The Brihanmumbai Municipal Corporation (BMC) used up the entire 38 tonnes of pothole filling material it had imported from Israel and Austria well before the rainy season was over, even as a majority of the post-monsoon road repair works are yet to begin. Civic activists have questioned the corporation’s priorities, pointing out that the quantity of the imported filling material was clearly not enough and the BMC could have purchased more, since a large number of potholes have been left attended.
Two kinds of pothole filling material – Smart Fill from Israel and Midas Touch from Austria — were imported at a cost of Rs 70 lakh. Civic officials said the imported materials were used only on important stretches. Officials from various wards lauded the quality of the imported material. “We have applied the material at several stretches and it is still intact. Despite heavy rainfall, the results have been positive,” said Santoshkumar Dhonde, assistant municipal commissioner of S ward.
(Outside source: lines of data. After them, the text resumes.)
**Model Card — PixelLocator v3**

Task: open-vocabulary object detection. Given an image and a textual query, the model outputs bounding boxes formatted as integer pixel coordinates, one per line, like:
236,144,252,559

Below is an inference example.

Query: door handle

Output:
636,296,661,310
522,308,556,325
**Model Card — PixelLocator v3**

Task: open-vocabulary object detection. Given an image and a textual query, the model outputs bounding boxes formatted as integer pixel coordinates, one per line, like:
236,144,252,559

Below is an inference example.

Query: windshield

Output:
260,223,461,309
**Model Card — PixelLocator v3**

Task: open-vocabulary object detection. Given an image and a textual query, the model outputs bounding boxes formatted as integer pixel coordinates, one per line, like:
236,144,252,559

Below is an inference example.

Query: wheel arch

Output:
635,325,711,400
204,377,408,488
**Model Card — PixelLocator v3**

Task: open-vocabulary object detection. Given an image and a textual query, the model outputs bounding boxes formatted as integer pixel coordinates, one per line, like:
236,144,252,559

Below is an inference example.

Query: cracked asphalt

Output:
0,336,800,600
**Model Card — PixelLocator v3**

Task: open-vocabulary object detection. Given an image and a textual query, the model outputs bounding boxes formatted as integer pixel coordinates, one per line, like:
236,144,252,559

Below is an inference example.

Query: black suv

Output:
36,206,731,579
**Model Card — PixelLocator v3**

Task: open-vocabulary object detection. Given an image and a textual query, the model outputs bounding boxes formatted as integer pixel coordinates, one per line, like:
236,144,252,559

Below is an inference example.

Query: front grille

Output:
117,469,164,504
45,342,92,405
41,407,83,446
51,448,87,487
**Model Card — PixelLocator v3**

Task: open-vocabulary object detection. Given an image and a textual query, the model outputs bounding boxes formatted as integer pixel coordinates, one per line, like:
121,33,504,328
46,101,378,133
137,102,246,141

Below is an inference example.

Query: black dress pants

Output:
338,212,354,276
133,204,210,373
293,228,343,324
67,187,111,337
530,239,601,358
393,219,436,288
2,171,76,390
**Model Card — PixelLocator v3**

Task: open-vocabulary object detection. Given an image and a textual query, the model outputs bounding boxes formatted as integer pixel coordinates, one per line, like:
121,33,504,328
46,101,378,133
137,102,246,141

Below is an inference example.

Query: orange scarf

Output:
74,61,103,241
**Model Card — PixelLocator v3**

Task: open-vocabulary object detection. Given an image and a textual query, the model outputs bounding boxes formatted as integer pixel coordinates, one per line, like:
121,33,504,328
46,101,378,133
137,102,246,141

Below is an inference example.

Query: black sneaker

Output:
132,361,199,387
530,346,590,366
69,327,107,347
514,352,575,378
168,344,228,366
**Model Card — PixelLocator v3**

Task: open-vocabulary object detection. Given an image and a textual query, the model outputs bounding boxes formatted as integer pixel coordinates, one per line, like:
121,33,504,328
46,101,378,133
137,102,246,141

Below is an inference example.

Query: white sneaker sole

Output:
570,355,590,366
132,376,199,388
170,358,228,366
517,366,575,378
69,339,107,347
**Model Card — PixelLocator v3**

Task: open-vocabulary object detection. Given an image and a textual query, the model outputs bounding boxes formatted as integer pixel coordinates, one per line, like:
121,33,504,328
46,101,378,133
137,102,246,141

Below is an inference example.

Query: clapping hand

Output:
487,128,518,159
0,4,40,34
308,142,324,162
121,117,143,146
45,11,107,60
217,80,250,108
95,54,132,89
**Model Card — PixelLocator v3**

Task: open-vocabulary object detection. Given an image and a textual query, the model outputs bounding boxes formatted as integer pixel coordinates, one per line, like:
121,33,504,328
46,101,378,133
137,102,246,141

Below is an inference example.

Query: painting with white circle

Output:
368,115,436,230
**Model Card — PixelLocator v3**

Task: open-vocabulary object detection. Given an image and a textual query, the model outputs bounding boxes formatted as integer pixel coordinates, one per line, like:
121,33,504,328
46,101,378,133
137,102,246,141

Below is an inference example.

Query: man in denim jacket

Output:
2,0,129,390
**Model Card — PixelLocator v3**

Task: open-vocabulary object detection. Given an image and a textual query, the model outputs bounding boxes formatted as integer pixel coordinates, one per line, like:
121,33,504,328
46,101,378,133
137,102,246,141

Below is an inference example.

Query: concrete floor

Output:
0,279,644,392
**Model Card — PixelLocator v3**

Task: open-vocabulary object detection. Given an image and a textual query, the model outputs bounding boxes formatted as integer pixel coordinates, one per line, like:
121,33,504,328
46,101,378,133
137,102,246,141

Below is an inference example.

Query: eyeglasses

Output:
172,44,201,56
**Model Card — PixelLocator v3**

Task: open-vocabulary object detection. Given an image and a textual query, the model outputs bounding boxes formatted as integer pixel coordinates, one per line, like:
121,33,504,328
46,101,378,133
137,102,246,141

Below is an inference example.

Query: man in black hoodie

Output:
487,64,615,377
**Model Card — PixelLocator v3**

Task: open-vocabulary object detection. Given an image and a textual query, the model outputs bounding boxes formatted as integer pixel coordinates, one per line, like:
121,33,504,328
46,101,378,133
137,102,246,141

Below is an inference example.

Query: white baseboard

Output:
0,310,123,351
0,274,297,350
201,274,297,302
Figures collected from the road department revealed that the highest amount of material was used by S ward, which includes areas like Bhandup, Ghatkopar and Mulund, among others. While most of the wards used less than 2 metric tons of the two kinds of material, S ward used more than 5 metric tons to fill around 100 potholes. “We used most of the material at 10 locations on the Jogeshwari-Vikhroli Link Road and at five locations on Quarry Road in Bhandup. We also filled potholes at Bindu Madhav Thakare junction and Jollyboard Marg,” said an official from S ward.
The second highest entry on the list was of K East ward, which used 3.2 MT. The assistant municipal commissioner of the ward, Devendrakumar Jain, said the material was used at six locations. “We used the material on roads which experience a lot of traffic movement, including N.S Phadke Marg, Aarey Road, parts of JVLR and roads in areas like Vile Parle East and Mahakali Caves,” he said. The P-North area used around 3 MT of the material at the junction of Mamletdarwadi Road and S.V Road as well as D’Monte lane in Malad West.
While the material has almost been exhausted, citizen activists criticised the neglect on part of civic officials. Some even alleged that ward officials refused to use the imported material on certain bad stretches even after multiple complaints. Nikhil Desai, an activist and resident of Matunga, said, “I had repeatedly asked the ward officials to use the material at the Dadar T.T junction which has been in a terrible condition for the past three years and on Rafi Ahmed Kidwai Road. They have just been using cold mix which washes away within a day or two. When I inquired, the ward officials kept saying that the material had not arrived and when it did, they used it elsewhere.”
Citing similar concerns, Dadarao Bilhore, a resident of Andheri East whose son Prakash (16) died after the motorbike he was riding pillion fell into an open, submerged trench on Jogeshwari Vikhroli Link Road on July 22 last year, criticised BMC’s “neglectful” attitude. “Despite complaining to the ward officials and staging protests, potholes are still present on Marol Maroshi Road and many other roads in Andheri which run below the Metro lines. The commute is especially risky for two-wheelers, but the BMC pays no attention to it,” he said.
Questioning the civic body’s priorities, Bilhore said instead of wasting funds on beautification projects, the BMC could have used the money to import more of the filling material and improve the quality of more roads. Officials from the road department had earlier said they would keep a close watch on the use of the imported material. However, they seem to have failed to do so. Ward officials simply gave an estimate and collected the material from the Asphalt Plant in Worli.